Georges se définit en plaisantant comme un prêtre bio... éleveur de poules et de légumes pour braver la rigueur des temps roumains. Il ne s'agit en aucun cas d'un caprice de bobo, mais bel et bien d'un travail à réussir absolument pour ne pas sombrer dans une plus grande misère. Ce travail s'il coûte, n'est cependant pas nécessairement effectué dans le déplaisir. Beaucoup de personnes roumaines sont encore très proches des activités de la campagne, et ont conservé un savoir-faire dont elles sont généralement fières, ce qui parait bien légitime... quand Georges explique le drame de certains de ses compatriotes...

...Qui ont cédé, (selon ses propres termes)  à "la grande guerre de l'orgueil imbécile". Qu'est-ce donc que ce nouveau concept original ?

Il s'agit de cet orgueil qui se traduit par un désir d'étaler des signes extérieurs de richesse, quand en réalité on est dans la misère... Celui de travailler à l'étranger, et de revenir obligatoirement au volant d'une BMW pour ne pas perdre la face... Celui qui pousse à contracter un emprunt pour aller aux sports d'hiver, quitte à ne rien avoir à manger tout le reste de l'année. Selon Georges ce comportement est une conséquence psychologique des privations connues sous le régime communiste.
Pour une part sans doute, mais peut-être qu'aussi, l'ouverture au capitalisme et ce qu'il génère perturbe les esprits ? Ces manifestations de la convoitise et de l'envie humaine ne me paraissent pas spécifiquement roumaines mais sont effectivement assez nouvelles en Roumanie.

Cela nous conduit naturellement sur le terrain de l'éducation des enfants dans ce monde en plein changement. Les parents veulent désormais tout donner à leurs enfants leur offrant une vision virtuelle d'une vie sans frustration. Les enfants ne savent pas que leur parents se sont endettés pour obtenir des biens matériels. Ainsi éduqués, ils ne comprendront pas qu'il sera nécessaire de travailler et de lutter dans l'épreuve lorsqu'ils seront adultes...
Cet argumentation vous paraît peut-être exacte mais pas très originale puisque ce genre de constat est établi dans nos pays depuis au moins 30 ans. Ici, le phénomène décrit est récent et creuse un fossé énorme entre les personnes qui vivent encore plus ou moins en autarcie, et les gens pressés de devenir très modernes... voire plus modernes que modernes...

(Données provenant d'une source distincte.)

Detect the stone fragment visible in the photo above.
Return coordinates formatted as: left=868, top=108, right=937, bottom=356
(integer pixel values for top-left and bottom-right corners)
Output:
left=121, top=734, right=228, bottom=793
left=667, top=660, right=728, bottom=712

Georges a également consacré un moment important pour nous parler des relations entre les différentes religions aujourd'hui et sous le régime communiste mais je ne choisis pas de vous parler maintenant de ce sujet compliqué, en deux trois lignes. Quelqu'un parmi nous lui a demandé s'il entretenait des relations de travail avec son homologue orthodoxe dont l'église se trouve à quelques foulées de la sienne. Bonjour, bonsoir... répond Georges. Les popes ne seraient pas, selon lui, incités à développer des relations œcuméniques avec les catholiques. Il y a bien sûr une histoire très pénible derrière tout cela et des plaies loin d'être cicatrisées (je crois en avoir déjà parlé un petit peu)....

Oh là là, il est presque 14 heures et nous avons rendez-vous dans une demi-heure à la terrasse avec Antonio et Paul... Il faut se dépêcher même si tout cela est passionnant.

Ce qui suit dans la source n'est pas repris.